Book Fiend Blues

A good book will kick you right in the crotch and slap you square across the face, for good measure. A good book is a dose of rock 'n' roll in its own right.

Reading has always been in my blood. Like a venereal disease you can't shake, I caught the fever when I was twelve. Two words: William Shakespeare. Somehow I had the harebrained idea to read the complete unabridged works of Shakespeare in a year's time. Did I even know who The Bard was before that? Hard to say. Sure, his name is kicked around virtually everywhere. But hey, the man made up a significant portion of the English language. You probably can't go an hour without using a word he invented. Whatever it was, that massive 1,229 page book was staring me down from its perch on the shelf. If I hadn't gotten to it first, it surely would have hunted me down. Piquing the interest of my grandfather and spurned on by the $100 dollars he pledged to give me if I completed the task within the allotted year, there was no turning back. Consequently, I used that $100 to put towards the first thing I ever bought in my life: the complete music catalogue of The Beatles. See, books are rock 'n' roll. That year I spent countless hours fraternizing with despicable rogues, bawdy wenches, and lovelorn knaves.

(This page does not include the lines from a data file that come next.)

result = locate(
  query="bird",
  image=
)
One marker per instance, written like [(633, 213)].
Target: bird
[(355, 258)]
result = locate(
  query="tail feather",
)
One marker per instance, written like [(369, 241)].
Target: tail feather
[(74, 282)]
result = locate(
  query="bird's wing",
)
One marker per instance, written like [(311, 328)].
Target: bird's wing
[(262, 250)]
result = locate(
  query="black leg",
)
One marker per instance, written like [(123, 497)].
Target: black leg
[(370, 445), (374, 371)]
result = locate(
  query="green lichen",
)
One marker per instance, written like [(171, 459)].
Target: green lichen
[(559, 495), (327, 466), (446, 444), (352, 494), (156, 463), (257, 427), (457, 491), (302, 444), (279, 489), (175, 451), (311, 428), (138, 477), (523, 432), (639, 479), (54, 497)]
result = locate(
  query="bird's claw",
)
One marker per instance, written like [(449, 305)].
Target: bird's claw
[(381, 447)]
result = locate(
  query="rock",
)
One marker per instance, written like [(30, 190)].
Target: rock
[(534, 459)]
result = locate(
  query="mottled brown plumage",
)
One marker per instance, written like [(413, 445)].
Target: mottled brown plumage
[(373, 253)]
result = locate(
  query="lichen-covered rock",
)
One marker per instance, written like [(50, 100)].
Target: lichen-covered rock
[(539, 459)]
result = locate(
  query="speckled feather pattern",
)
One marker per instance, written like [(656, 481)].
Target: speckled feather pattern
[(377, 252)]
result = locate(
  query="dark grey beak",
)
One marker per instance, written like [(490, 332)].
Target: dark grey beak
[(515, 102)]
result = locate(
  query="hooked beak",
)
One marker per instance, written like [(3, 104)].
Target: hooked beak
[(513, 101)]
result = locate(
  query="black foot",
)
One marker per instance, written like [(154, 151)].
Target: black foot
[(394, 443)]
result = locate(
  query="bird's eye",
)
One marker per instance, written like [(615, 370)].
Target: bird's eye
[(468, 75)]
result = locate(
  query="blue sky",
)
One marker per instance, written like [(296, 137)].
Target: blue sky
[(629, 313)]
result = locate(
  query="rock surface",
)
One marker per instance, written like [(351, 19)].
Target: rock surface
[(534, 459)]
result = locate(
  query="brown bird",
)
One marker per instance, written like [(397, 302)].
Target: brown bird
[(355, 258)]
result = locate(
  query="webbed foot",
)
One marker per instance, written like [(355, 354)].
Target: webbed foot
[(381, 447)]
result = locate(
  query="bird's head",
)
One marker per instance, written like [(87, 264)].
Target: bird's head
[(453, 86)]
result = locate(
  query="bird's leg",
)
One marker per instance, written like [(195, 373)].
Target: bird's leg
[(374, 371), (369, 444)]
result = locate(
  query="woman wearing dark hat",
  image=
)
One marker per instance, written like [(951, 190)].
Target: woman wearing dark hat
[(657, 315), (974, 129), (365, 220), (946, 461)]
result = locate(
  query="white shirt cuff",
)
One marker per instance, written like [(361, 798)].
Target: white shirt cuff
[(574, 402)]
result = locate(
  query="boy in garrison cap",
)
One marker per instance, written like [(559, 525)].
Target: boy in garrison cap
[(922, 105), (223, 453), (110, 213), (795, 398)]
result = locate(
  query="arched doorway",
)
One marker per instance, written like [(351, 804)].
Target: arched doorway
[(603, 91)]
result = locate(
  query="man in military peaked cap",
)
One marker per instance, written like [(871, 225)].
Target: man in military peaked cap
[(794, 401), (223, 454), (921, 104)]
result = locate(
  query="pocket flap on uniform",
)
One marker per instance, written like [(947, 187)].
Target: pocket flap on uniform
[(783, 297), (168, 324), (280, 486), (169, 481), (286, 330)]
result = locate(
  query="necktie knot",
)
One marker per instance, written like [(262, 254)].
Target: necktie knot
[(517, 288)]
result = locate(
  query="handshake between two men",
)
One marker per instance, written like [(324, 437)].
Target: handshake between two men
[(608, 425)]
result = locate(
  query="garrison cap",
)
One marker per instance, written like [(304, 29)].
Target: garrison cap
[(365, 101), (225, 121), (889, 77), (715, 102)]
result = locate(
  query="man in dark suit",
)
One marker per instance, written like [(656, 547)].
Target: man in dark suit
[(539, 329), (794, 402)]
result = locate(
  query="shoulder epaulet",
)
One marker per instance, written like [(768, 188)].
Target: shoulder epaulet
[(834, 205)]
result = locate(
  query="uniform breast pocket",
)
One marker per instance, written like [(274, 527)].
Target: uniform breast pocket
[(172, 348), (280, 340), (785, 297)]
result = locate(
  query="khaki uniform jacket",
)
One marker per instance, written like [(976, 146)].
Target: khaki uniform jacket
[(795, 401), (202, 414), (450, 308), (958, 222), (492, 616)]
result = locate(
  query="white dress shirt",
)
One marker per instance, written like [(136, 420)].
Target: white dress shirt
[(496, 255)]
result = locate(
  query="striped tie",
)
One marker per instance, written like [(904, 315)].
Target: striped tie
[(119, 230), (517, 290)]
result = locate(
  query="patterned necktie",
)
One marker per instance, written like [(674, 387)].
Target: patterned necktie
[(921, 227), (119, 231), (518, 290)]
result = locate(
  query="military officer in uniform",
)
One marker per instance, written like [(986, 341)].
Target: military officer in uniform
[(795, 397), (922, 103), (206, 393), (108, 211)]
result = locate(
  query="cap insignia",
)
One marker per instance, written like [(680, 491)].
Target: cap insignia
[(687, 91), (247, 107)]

From there it didn't take long until I was slingshotted into Kerouac, Abbey, Steinbeck, Faulkner. How I got away with it is a mystery. Filling my hours with tales of murder, incest, eco-terrorism, rape, racism—American reality—I grew up fast. But when you start with the giants of literature, there's no turning back. The flowery, modern, NY Times feel-good book club shit doesn't cut it. Like a dope fiend, diluting yourself will only get you killed.

I've always had a good imagination—probably one that's too good for my own good. When I crack open that spine, and the prose washes over me, it's no longer down the rabbit hole, it's drowning in the rabbit hole. All sense of time is lost. Have I been reading for days, or hours? Weeks? Finishing a book spits you out into a dangerous road; what's next? And the list never ends. One good book leads to 10 more good books. And the real gems HAVE to be read again, and again, and again. I've come to an almost ritualistic reading of Dorian Gray and Catcher in the Rye annually. These books creep into the blood stream, bore into bone marrow, until they become intwined in the very fabric of your being.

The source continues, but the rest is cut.